Add the following Data Mining JAR files to your Windows CLASSPATH:

%ORACLE_HOME%\rdbms\jlib\jdm.jar
            %ORACLE_HOME%\rdbms\jlib\ojdm_api.jar
            %ORACLE_HOME%\rdbms\jlib\xdb.jar
            %ORACLE_HOME%\jdbc\lib\ojdbc5.jar
            %ORACLE_HOME%\oc4j\j2ee\home\lib\connector.jar
            %ORACLE_HOME%\jlib\orai18n.jar   
            %ORACLE_HOME%\jlib\orai18n-mapping.jar
            %ORACLE_HOME%\lib\xmlparserv2.jar

Compile the programs listed in Table 1-2. To use the JAVAC executable, open a command window and go to \rdbms\demo in Oracle home.
```
>javac program_name.java
```
For example:
```
>javac dmnbdemo.java
```
If JAVAC is not found, then check the value of the PATH variable.

Run the Java Programs

You can run a Java program from the operating system prompt with a command like this:

>java program_name host_name:port_number:database_identifier user password

For example:

>java dmnbdemo mypc:1521:orcl dmuser dmuser_password

This command runs the dmnbdemo Java program on a computer named mypc. The program runs in a database that has the default name (orcl) and uses the default port (1521).

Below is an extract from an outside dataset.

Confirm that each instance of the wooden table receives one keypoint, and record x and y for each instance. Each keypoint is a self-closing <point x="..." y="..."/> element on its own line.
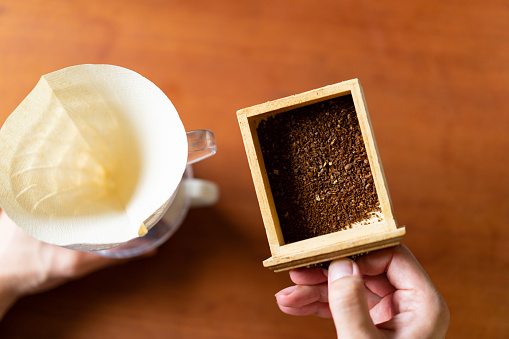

View the Models Created by the Sample Programs

You can query the USER_MINING_MODELS view to list the models in your schema.

SQL> set linesize 100
SQL> select model_name, mining_function, algorithm from user_mining_models;
 
MODEL_NAME               MINING_FUNCTION            ALGORITHM
------------------------ -------------------------- ------------------------------
AI_SH_SAMPLE             ATTRIBUTE_IMPORTANCE       MINIMUM_DESCRIPTION_LENGTH
AR_SH_SAMPLE             ASSOCIATION_RULES          APRIORI_ASSOCIATION_RULES

This example shows that there are two mining models in your schema. The model name, mining function, and algorithm are displayed. To find all the columns defined in a view, use a DESCRIBE command.

SQL> DESCRIBE user_mining_models

You can query the USER_MINING_MODEL_ATTRIBUTES and USER_MINING_MODEL_SETTINGS views to obtain information about the attributes and settings for the models in your schema.